Auf der Titelseite der ‚Neuen Osnabrücker Zeitung (NOZ)‘ vom 7. Juli 2026 wird unter der Überschrift „Deutsche Flughäfen in der Krise“ die Misere des deutschen Luftverkehrsstandorts beklagt. Dazu werden Zahlen aus einer bisher unveröffentlichten Erhebung des Bundesverbandes der Deutschen Fluggesellschaften (BDF), dem Interessenverband der vier Luftverkehrsanbieter Condor, Eurowings, Lufthansa und TUIfly, aufgeführt.

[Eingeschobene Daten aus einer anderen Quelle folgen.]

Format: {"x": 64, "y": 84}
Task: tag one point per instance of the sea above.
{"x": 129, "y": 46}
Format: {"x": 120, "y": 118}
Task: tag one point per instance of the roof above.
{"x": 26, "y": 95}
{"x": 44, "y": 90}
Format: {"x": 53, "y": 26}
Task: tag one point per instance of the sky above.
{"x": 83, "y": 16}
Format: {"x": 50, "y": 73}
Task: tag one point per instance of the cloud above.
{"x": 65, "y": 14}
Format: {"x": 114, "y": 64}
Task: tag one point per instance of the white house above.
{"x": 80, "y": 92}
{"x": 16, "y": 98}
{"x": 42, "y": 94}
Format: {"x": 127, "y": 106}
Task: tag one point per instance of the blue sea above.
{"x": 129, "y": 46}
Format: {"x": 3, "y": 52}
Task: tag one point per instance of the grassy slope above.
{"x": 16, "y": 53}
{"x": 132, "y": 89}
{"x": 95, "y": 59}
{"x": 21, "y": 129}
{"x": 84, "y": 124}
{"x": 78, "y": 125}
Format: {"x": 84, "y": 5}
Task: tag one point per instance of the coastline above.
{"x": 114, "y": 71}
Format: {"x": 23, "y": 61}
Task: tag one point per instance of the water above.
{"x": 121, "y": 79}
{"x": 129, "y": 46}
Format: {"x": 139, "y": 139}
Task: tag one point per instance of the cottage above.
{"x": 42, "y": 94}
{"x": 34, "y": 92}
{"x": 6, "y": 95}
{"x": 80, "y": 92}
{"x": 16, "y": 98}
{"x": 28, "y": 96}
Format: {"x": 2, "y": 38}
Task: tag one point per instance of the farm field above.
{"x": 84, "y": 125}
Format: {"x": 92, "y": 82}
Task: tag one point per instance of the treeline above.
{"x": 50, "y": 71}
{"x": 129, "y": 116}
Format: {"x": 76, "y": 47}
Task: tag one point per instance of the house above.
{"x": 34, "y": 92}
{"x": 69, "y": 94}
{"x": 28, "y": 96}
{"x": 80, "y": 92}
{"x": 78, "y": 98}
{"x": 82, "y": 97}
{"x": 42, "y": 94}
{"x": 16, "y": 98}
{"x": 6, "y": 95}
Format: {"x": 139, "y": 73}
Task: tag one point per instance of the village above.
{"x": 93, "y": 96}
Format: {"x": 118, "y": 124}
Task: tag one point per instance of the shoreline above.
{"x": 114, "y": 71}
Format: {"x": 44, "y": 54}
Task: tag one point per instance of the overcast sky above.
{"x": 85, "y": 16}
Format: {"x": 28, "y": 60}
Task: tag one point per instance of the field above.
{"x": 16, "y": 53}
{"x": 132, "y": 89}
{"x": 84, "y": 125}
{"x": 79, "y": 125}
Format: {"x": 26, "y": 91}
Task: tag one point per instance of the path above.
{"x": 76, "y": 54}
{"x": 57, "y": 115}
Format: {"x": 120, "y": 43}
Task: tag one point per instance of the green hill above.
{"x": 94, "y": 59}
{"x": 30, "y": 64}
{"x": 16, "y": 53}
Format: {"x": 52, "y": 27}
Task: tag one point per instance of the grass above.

Danach verharrte das angebotene Sitzplatzvolumen bei Flügen von und nach Deutschland auch im ersten Halbjahr 2026 bei 87 Prozent im Vergleich zur Vor-Corona-Zeit. Der BDF beklagt in der Folge für die drei Jahre von 2023 bis 2025 einen Schaden, „der dem Wirtschaftsstandort Deutschland durch den zögerlichen Flugverkehr insgesamt entstanden ist, inflationsbereinigt auf rund 40 Millionen Euro“.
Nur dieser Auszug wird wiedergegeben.